Back when there were no electronic devices such as video games and Smartphones, there was a place called Mound Park, located between 17th Street and Grant Street in Portsmouth, and it was a bustling place where children went to play ball and any other game they could find inside the historic stone house. People came from miles around to see the Native American mound as well. Then the park and the stone house as well as another building in that park fell into tremendous disrepair.
Along came Allison and Jim Kalb, who made it their life’s work to restore those facilities and make them functional again. Despite health issues, Allison Kalb has charged ahead and gotten a lot done at Mound Park, and takes pride in what has been accomplished there.
“This building, when we came in in 1994, was completely gutted. There was one wire light bulb hanging in the middle of the ceiling,” Allison Kalb said. “So we approached City Council with the idea of restoring this building and putting new bathrooms in.”
Ironically, it was that effort that launched the political career of her husband, current Mayor Jim Kalb, who has also served as the city’s strong mayor prior to the implementation of the city manager form of government.
“We sat through nine months of City Council meetings,” Jim Kalb said. “Finally they said, okay and gave us a chance and we had prices on what we wanted to do over there. It was over $100,000. I think we raised $10,000 and a lot of credit goes to the Scioto Area Foundation. They believed in us and gave us a chance to get started.”
Kalb said the closest person to him challenged him leading to the project’s success.
“My wife convinced me that we could put restrooms up there,” Jim said. “So we put a group together and got a bunch of good people and had a lot of people help us remodeling it.”
After months of City Council meetings, the persistence paid off.
“Finally, at the end of the year, we had done everything they asked us to do,” Allison said. We just wanted to restore the building and have restrooms. Then we thought – maybe we could do summer kids programs here too.”
It was after that original effort that John Thatcher, then a member of City Council, brought it all to a head.
“He said, ‘these people have been coming here every meeting for a year and they’ve done everything we’ve asked, let’s give them a chance,’” Kalb said.
Kalb made it a point to assure Council they were not asking the city to do anything, they would cover the cost, they just wanted permission to do the restoration.
“We raised money and we got a grant from the Scioto Area Foundation and a lot of local businesses, doctors, concerned citizens donated money,” Allison said. “Businesses donated supplies – Architectural Building Supply on Grant Street, donated our doors – and Cornett Windows donated the windows. Hershel Lott did our plumbing and provided a lot of the plumbing supplies. The bathroom fixtures are from the old post office.”
Allison said the list of people who helped out with supplies and manpower was too large to list, but she said it was a team effort. After the building was restored, they did summer youth programs including an ettiquette class with Dottie Justice, Native American classes where the children were taught about Native American culture, and they were given tests at the end of summer to see what they had learned. Trophies were awarded. Jim Kalb said at times there were 40-60 children a day participating.
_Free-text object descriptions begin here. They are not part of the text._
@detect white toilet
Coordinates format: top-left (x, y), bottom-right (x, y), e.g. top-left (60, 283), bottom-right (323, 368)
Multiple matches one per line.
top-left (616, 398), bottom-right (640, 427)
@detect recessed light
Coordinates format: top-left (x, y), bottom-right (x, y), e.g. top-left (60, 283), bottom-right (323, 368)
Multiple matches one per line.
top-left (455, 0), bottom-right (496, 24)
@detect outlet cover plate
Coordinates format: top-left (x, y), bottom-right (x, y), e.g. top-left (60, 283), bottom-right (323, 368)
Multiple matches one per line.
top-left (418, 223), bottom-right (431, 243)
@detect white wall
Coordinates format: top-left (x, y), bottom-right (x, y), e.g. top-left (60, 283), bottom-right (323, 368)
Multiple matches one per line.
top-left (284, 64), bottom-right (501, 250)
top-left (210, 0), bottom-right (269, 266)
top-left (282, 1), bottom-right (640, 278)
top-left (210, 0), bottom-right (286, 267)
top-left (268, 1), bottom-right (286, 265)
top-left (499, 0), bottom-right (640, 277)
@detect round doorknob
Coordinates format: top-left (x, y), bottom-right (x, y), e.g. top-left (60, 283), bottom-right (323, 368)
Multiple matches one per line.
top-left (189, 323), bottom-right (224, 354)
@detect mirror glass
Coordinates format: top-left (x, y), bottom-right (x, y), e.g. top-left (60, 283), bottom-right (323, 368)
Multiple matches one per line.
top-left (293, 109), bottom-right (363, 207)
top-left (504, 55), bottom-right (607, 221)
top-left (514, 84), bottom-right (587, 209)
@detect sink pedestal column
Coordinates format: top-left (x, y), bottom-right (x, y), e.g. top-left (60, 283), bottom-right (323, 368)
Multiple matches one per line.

“We accomplished what we wanted to do and the third year we entered a contest sponsored by Midwest Living Magazine and Toyota Corporation, for best community project, and we won,” Jim said. “They came and presented us with a check and an award for our efforts. That was real nice after the work we did on it.”
There was a lot going on at Mound Park in those days.
“We had magic shows, line dancing classes, arts and crafts classes, they could check out game equipment and come outside and play,” Allison said. “Through the (SOMC) Life Center we had picture ID cards for the kids to check in and they wore name badges so we could keep track of them that way.”
Wednesday was movie day, with a movie, popcorn and juice for the children.
“They would watch the movie on our small TV, but they loved it,” Allison said. “We had surround sound, but we had a tiny TV.”
That was the routine for several years.
Now, a major cleanup has brought the park back to life with a large wood playground area and restoration of the old tennis courts into the new playground for pickleballers. On Saturday morning, graduates from the decade of the 70s, cleaned up the park and planted flowers.
“The building now is there for special occasions,” Jim said. “A lot of churches use it, schools, people use it for a birthday party or a wedding shower, or for just about anything.”
Jim Kalb is quick to add it took more than just he and Allison to get the job done.
“It was a group of people. We couldn’t have done it without all the help that we had,” JIm said. “When we needed concrete work, we had a friend (Bobby Bratchett) show up. We needed plumbing work, we had a plumber (Hershel Lott) show up and brought out fixtures and everything. Electric work, the same thing. It was a group effort.”